HealthDay News — There is an increase in mental health service presentations after bariatric surgery, according to a study published online Sept. 25 in JAMA Psychiatry.
David J.R. Morgan, M.B.B.S., from the St. John of God Subiaco Hospital in Perth, Australia, and colleagues examined the correlation of bariatric surgery with the incidence of outpatient, emergency department, and inpatient mental health service use in a longitudinal cohort study. Data were reviewed for all 24,766 patients undergoing index bariatric surgery over a 10-year period (January 2007 through December 2016).

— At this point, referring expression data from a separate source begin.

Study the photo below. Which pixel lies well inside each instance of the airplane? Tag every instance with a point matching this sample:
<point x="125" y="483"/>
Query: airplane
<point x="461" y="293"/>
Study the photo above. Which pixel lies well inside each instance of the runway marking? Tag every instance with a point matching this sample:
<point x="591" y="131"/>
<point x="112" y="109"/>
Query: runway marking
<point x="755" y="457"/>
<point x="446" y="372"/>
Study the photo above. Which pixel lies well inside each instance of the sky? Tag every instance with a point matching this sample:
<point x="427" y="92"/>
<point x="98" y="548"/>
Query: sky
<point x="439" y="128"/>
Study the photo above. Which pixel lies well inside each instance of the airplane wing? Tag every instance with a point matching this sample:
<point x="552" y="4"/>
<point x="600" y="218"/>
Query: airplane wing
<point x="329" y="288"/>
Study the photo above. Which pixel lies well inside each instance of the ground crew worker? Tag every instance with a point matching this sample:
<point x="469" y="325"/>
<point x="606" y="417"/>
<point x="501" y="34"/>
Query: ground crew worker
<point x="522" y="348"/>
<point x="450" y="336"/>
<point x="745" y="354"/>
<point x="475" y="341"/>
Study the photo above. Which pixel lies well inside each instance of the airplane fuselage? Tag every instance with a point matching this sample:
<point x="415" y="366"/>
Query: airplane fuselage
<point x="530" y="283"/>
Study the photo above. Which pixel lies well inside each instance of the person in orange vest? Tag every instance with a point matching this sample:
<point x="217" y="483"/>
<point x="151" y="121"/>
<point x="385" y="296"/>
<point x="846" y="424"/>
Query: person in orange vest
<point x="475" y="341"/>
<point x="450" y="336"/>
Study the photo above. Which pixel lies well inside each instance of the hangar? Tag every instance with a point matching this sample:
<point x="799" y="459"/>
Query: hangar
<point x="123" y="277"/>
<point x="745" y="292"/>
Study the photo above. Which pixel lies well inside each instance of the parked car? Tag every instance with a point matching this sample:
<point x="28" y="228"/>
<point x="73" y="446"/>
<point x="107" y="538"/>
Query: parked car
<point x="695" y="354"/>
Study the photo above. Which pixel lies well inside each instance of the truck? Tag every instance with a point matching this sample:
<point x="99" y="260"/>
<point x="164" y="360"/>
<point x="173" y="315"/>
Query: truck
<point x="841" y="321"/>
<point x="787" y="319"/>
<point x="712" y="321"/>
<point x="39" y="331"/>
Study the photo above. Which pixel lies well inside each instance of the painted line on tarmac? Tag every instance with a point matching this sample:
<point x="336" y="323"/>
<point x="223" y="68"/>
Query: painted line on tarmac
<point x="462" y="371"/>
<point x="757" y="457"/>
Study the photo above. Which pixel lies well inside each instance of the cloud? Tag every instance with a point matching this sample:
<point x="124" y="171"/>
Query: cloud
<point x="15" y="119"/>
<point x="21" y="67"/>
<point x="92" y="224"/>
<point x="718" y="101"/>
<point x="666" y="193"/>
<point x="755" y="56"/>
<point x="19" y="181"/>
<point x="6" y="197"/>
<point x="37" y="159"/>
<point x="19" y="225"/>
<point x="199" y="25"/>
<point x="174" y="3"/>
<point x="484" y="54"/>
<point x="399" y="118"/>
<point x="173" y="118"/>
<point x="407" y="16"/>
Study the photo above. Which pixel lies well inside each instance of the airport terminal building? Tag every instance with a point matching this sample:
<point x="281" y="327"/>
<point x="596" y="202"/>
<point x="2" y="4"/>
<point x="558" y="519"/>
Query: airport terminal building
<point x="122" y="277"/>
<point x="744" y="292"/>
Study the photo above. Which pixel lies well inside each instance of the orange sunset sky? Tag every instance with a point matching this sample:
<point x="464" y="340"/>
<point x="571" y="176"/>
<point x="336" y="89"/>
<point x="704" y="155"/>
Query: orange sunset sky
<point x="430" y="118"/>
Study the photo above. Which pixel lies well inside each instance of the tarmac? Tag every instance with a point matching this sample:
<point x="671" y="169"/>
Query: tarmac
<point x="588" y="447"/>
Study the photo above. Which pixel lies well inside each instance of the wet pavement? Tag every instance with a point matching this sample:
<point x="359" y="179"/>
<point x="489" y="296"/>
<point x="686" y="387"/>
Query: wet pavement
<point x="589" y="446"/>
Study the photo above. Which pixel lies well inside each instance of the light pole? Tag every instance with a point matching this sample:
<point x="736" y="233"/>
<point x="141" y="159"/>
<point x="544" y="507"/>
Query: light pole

The researchers found that 16.1 percent of patients used at least one mental health service, with 35.2, 25.8, and 39 percent presenting only before surgery, before and after surgery, and only after surgery, respectively. Psychiatric illness presentations increased after bariatric surgery (outpatient clinic attendance, emergency department attendance, psychiatric hospitalization: incidence rate ratios [IRRs], 2.3, 3.0, 3.0, respectively). In addition, deliberate self-harm presentations to an emergency department increased fivefold after surgery (IRR, 4.7); 9.6 percent of postoperative deaths were due to suicide. The most important factors associated with subsequent mental health presentation after surgery were complications after bariatric surgery requiring further surgical intervention, and a history of mental health service provision before surgery.
“Our findings question the hypothesis that weight reduction by bariatric surgery will improve mental health in patients with obesity,” the authors write.